JunoCam used different technologies than does the typical framing camera one buys at a store. A typical digital color camera uses a Bayer filter pattern, a row of alternating tiny blue and green filters, followed by a row of alternating tiny green and red filters, each filter covering a pixel, followed by a row of alternating tiny blue and green filters, and so on. JunoCam instead has four filter strips, each of which is 1600 pixels wide. Three are in the visible range, the standard red, green, and blue filters based on how the human eye works. The fourth is in the near infrared and is designed to see methane. Each of the three visible filter strips are about 150 pixels high; the methane filter strip is a somewhat larger than one of the visible filter strips.

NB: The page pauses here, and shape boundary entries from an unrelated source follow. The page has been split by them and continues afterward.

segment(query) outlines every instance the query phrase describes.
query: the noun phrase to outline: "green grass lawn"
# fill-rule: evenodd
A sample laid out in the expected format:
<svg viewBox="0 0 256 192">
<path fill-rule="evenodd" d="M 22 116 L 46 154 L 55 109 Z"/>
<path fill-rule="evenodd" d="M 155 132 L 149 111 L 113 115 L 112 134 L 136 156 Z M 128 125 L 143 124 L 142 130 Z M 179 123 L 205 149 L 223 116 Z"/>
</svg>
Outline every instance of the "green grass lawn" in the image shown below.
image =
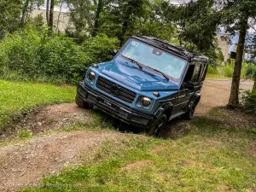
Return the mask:
<svg viewBox="0 0 256 192">
<path fill-rule="evenodd" d="M 0 80 L 0 130 L 28 108 L 73 102 L 75 92 L 74 87 Z"/>
<path fill-rule="evenodd" d="M 230 129 L 208 118 L 190 126 L 176 140 L 127 135 L 106 143 L 91 161 L 25 191 L 254 191 L 255 128 Z"/>
</svg>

JunoCam uses two other concepts that you don't see in the typical digital camera. One is time delay and integration. The lighting level at Jupiter is about 1/27th of the lighting level at Earth's orbit (Jupiter orbits at about 5.2 AU). Juno rotates at 2 RPM. A short duration exposure would result in too much noise due to the low lighting. A low duration exposure would be too blurry thanks to that rotation. Time delay and integration means taking a series of short duration exposures and integrating them together by shifting the subsequent images to account for rotation.

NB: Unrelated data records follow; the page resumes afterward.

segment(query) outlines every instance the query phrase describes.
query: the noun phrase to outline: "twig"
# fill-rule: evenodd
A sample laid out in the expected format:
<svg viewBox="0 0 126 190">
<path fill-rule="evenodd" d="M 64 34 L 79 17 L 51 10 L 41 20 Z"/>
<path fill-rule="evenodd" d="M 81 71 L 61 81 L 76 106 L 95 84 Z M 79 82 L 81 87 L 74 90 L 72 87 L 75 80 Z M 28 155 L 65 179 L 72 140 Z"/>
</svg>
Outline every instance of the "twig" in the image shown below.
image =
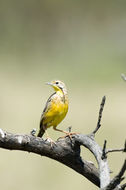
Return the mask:
<svg viewBox="0 0 126 190">
<path fill-rule="evenodd" d="M 108 149 L 106 150 L 106 154 L 111 153 L 111 152 L 126 152 L 126 141 L 124 144 L 124 148 L 116 148 L 116 149 Z"/>
<path fill-rule="evenodd" d="M 92 138 L 85 135 L 73 135 L 72 144 L 69 137 L 58 139 L 53 146 L 48 141 L 33 135 L 19 135 L 0 130 L 0 148 L 32 152 L 57 160 L 83 175 L 92 183 L 100 186 L 99 171 L 80 156 L 80 138 L 85 146 L 92 144 Z M 90 148 L 90 147 L 89 147 Z M 93 147 L 91 147 L 93 149 Z M 90 149 L 91 149 L 90 148 Z"/>
<path fill-rule="evenodd" d="M 120 148 L 120 149 L 108 149 L 106 151 L 106 154 L 111 153 L 111 152 L 124 152 L 124 148 Z"/>
<path fill-rule="evenodd" d="M 105 190 L 112 190 L 117 187 L 117 185 L 120 184 L 120 182 L 124 179 L 123 175 L 126 171 L 126 160 L 124 161 L 124 164 L 117 176 L 114 177 L 113 180 L 109 183 L 109 185 L 105 188 Z"/>
<path fill-rule="evenodd" d="M 103 145 L 103 150 L 102 150 L 102 157 L 101 157 L 102 160 L 107 158 L 107 156 L 106 156 L 106 143 L 107 143 L 107 141 L 105 140 L 104 145 Z"/>
<path fill-rule="evenodd" d="M 121 77 L 122 77 L 122 79 L 124 80 L 124 81 L 126 81 L 126 76 L 122 73 L 121 74 Z"/>
<path fill-rule="evenodd" d="M 121 188 L 122 188 L 122 190 L 125 190 L 125 188 L 126 188 L 126 183 L 124 183 L 123 185 L 121 185 Z"/>
<path fill-rule="evenodd" d="M 96 126 L 95 130 L 93 131 L 94 135 L 98 131 L 98 129 L 101 127 L 101 118 L 102 118 L 102 112 L 103 112 L 103 109 L 104 109 L 105 101 L 106 101 L 106 97 L 103 96 L 102 101 L 101 101 L 101 105 L 100 105 L 97 126 Z"/>
</svg>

The other key technique is that JunoCam is a pushframe imager as opposed to a framing imager. A frame results when the time delay and integration is complete (the number of TDI steps is commandable). This frame is pushed onto local memory. JunoCam alternates between visible and methane channel, so that means that another visible frame will be produced a minute later thanks to JunoCam's 2 RPM rotation rate. The result is a jumble of partially overlapping framelets that need extensive ground processing to make sense of the imagery.
JunoCam was designed to yield optimal performance at one hour before and one hour after closest approach. This should give good performance at closest approach, but more importantly should also give good performance over Jupiter's polar regions. JunoCam won't perform so well Juno is far from Jupiter (which is most of its orbit).